Pada bulan Juli mendatang Kita akan menuju Pilpres. Hemat saya tugas kita yang pertama adalah “jangan lupa sejarah”! Para kandidat pemimpin kita harus mempunyai rekam jejak yang tidak memburamkan sejarah bangsa ini. Karena itu para pemilih hendaknya proaktif mencari kumpulan rekam jejak para calon pemimpin. Para pemimipin yang terekam melakukan tindakan pengaburan sejarah mesti secara gentel mempertanggungjawabkan perbuatannya. Pertanggungjawaban seperti ini akan menjadi garansi bagi masyarakat bahwa sang pemimpin tidak akan melakukan hal serupa di saat mendatang, apapun keadaannya.

Salah seorang pemimpin Negara ini menuliskan statusnya FB-nya kira-kira sebagai berikut, Untuk apa kamu berkutat pada masa lalu kalau kamu adalah milik masa depan?”. Entah apa maksud pernyatan ini. Akan tetap hemat saya pernyataan seperti ini adalah ajakan untuk melupakan masa lalu. Melupakan masa lalu sama artinya melupakan sejarah dan serentak menghapus rekam jejak yang telah lewat. Bisa jadi juga ini merupakan seruan “pemutihan” jejak hitam para penjahat sejarah (karena bangsa ini juga adalah bangsa pemaaf yang menjunjung tinggi kesantunan). Akan tetapi persolannya memaafkan para penjahat sejarah, memutihkan jejak hitam para pembelok ingatan kolektif serentak adalah tindakan viktimisasi korban. Para korban tak berpusara dan tak berjejak janganlah dijadikan korban lagi dengan melupakannya dari ingatan historis kita.

Mengakhiri tulisan ini saya mengutip apa yang pernah diucapkan seorang teman ikhwal mengingat dan lupa. Yang pertama, Banyak mengingat = banyak melupa; yang kedua, sedikit mengingat = sedikit melupa; yang ketiga, tidak mengingat = tidak melupa.
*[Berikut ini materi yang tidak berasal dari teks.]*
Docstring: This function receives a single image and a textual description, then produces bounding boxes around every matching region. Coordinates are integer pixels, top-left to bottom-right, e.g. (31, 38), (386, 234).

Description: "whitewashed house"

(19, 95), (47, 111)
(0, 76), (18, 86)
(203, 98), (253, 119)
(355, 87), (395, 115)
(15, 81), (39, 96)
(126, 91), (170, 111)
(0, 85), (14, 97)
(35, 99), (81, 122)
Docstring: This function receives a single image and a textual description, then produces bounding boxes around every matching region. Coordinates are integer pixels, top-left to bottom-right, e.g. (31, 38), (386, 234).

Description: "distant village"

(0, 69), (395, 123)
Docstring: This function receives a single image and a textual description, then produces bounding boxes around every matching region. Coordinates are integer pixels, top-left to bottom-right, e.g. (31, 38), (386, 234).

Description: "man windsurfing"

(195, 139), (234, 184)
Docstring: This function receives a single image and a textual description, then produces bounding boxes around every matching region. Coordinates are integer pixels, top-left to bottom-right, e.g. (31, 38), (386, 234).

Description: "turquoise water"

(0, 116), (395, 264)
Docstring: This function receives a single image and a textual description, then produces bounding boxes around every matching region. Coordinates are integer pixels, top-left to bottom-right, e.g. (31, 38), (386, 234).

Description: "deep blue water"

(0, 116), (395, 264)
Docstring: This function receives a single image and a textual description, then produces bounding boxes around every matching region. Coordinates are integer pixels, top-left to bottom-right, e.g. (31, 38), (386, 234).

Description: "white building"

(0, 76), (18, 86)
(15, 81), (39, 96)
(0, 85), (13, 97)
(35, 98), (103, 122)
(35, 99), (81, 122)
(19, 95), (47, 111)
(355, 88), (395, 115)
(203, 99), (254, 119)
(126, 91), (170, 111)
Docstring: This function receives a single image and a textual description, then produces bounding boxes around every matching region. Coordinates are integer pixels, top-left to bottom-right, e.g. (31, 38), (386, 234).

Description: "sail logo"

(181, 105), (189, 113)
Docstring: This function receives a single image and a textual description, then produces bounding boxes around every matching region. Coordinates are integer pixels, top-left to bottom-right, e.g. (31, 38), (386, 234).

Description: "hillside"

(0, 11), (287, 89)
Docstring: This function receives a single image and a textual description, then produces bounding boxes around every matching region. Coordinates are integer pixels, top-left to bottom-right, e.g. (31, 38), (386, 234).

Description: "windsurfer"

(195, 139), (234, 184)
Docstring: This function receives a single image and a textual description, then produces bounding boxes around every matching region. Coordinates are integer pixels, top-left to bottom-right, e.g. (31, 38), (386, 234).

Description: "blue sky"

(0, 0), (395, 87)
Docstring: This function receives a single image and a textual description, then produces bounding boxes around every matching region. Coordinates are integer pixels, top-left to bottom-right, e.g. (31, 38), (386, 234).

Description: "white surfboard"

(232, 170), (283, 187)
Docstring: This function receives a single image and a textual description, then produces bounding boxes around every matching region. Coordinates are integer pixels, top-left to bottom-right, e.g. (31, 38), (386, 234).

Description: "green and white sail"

Yang pertama adalah tipe orang yang menggunakan otaknya untuk mencari dan terus mencari walaupun berkemungkinan untuk melupakan yang pernah dicari dan diingatnya.
Yang kedua adalah tipe orang yang punya otak tapi menggunakan seadanya saja. Karena itu yang diingatnya sedikit tetapi yang dilupakannya juga sedikit.
Yang ketiga adalah tipe orang yang mempunyai otak tapi tidak menggunakannya atau otaknya tidak berfungsi-bisa jadi karena otaknya “dicuci”. Baginya sejarah adalah kosong.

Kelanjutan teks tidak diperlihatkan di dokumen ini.